Vous avez pourtant aujourd’hui une chance de vous rattraper, Monsieur le Maire, en retirant ce rapport et éviter à la Ville d’être l’auteur d’un faux. Vous pouvez et vous devez, Mesdames et Messieurs les Conseillers, chers collègues, rejeter ce rapport en l’état, demander à la commission spéciale de revoir sa copie, dans le temps qui lui reste, c’est-à-dire lui demander de remplir la mission que vous lui aviez confiée."

M. Mothron : "Je nie que ce rapport soit un faux. Si vous le croyez, attaquez en justice ! Je ne nie pas que nous ayons pris des emprunts structurés. Nous en avons pris. Quant aux plus toxiques, les '6F', vous verrez que 5 ont été pris sous notre mandat, et à partir de 2008, 5 autres" (mais le montant total baissait !). "Je ne botte pas en touche !" (rire général dans l'opposition).

Le maire refuse de mettre aux voix l'approbation du rapport puisque le Conseil doit seulement en "prendre acte" … bizarre. Il en prend acte sans en prendre acte.

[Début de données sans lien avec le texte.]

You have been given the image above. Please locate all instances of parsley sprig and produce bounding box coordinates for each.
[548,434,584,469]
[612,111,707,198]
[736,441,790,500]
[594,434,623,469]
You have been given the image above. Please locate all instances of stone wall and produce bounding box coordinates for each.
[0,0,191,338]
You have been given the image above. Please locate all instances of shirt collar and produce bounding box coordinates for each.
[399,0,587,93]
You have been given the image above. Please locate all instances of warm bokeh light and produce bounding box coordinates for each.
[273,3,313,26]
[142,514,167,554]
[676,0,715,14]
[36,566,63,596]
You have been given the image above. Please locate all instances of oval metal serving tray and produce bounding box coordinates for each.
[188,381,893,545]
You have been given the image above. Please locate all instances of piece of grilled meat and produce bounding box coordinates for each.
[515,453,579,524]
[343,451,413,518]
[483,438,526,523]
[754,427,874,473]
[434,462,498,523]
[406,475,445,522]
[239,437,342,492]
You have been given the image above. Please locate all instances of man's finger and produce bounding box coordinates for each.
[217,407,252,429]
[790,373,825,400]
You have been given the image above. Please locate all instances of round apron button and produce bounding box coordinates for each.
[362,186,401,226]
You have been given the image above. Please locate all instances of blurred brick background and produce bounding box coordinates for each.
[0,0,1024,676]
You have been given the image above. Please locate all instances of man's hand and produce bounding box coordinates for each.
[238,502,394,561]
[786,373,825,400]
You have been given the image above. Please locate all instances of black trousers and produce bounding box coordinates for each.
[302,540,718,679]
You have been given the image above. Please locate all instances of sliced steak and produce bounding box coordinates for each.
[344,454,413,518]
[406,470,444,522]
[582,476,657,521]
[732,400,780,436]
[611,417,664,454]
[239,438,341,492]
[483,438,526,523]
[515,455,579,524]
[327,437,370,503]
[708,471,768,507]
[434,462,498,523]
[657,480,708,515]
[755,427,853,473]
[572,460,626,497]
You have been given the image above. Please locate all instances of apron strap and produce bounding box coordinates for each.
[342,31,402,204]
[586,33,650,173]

J'appelle le Maire à publier sur le site de la Ville les enregistrements de la commission, ce qui permettra à chacun de constater que les comptes-rendus sont des faux.

Notes

[1] Certes, plus le temps passe, plus le taux peut aussi dériver petit à petit dans la direction favorable, en s’éloignant du seuil fatal. C’est ce qui s’est passé pour certains de nos emprunts. Mais pour que le risque augmente au fil du temps, il suffit que la moitié des emprunts dérive dans le mauvais sens. Car le passage du seuil entraîne, non pas une petite augmentation, mais une multiplication par 5 souvent, par 10 au maximum, du coût du prêt.